Comparisons

When is a difference meaningful?

Confidence intervals

NoteKey messages

• Confidence intervals are a measure of the statistical precision of an estimate and show the range of uncertainty (caused by sample size and random variation) around the figure. They are important to consider when interpreting data and comparing areas or trends to explore whether differences are statistically significant (i.e. very unlikely to be due to chance)

• It is also important to consider the practical significance of an effect.

Understanding if the difference between two values is meaningful is vital to ensuring robust policies however it can be challenging to define what ‘meaningful’ is. One definition of meaningful is that is that the size of difference has some practical effect. For instance, there is evidence that weight loss of ≥5% results in significant improvements in cardiovascular risk so a weight management intervention may use this as threshold for achieving a meaningful result. An alternative measure of meaningfulness is statistical significance. In this case meaningfulness is defined as how certain we are that there is actually a difference between the values given the impact of things like chance and sample size. For instance, if the weight management intervention was undertaken on a very large number of individuals we may be very certain of the average weight loss it results in to the point where we can say the difference is statistically significant.

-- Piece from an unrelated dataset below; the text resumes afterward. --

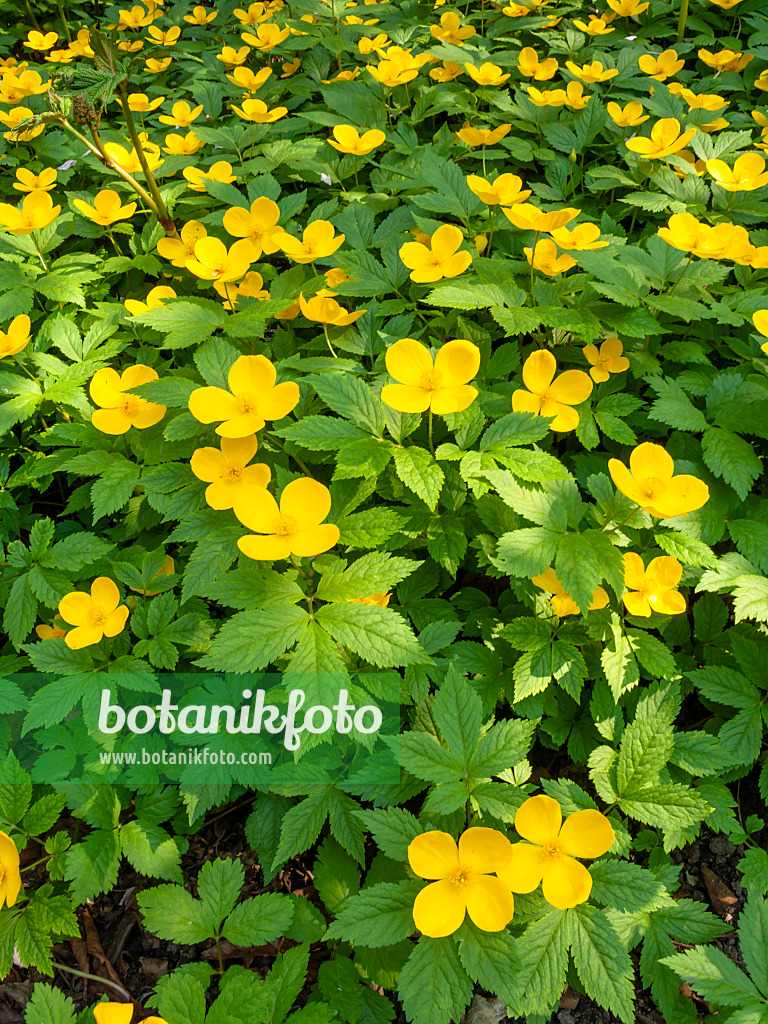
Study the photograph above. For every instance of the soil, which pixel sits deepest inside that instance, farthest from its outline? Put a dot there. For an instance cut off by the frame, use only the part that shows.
(115, 946)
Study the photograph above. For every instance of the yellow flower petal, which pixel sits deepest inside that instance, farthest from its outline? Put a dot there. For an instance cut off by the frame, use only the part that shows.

Either form of significance is valid but in both cases the level at which differences are determined to be meaningful should be defined before measurement of differences are made to avoid bias. With increasing sample size it is more likely to get a result that is statistically significant, though this does not effect the practical significance.

Because practical significance is domain specific this page will focus on statistical significance. Statistical significance is typically measured by p-values or confidence intervals. P-values provide a single value suggesting whether a difference is significant (typically if the p-value is <0.05 ). Confidence intervals are an increasingly common alternative that give a range of where the true value likely lies within a range of values. In both cases both typically mean that if the analysis was repeated there is a 1 in 20 chance that a different result would be found (either a larger or smaller difference). Most analysis undertaken in Camden uses confidence intervals.

The width of a confidence interval is affected by three things:

  1. Sample size: If we are only looking at a sample of a population (e.g. a survey which we then extrapolate from to the whole population) there will be random differences between the sample of the population and the population as a whole. If we survey 1,000 people about smoking to estimate how many people in Camden smoke, irrespective of how well we design our survey, the group surveyed will differ from the population as a whole. We use confidence intervals to take account of these differences. The bigger the survey, generally the smaller the confidence intervals. Confidence intervals do not account for systematic bias in a survey (for example where a survey has been poorly designed or implemented).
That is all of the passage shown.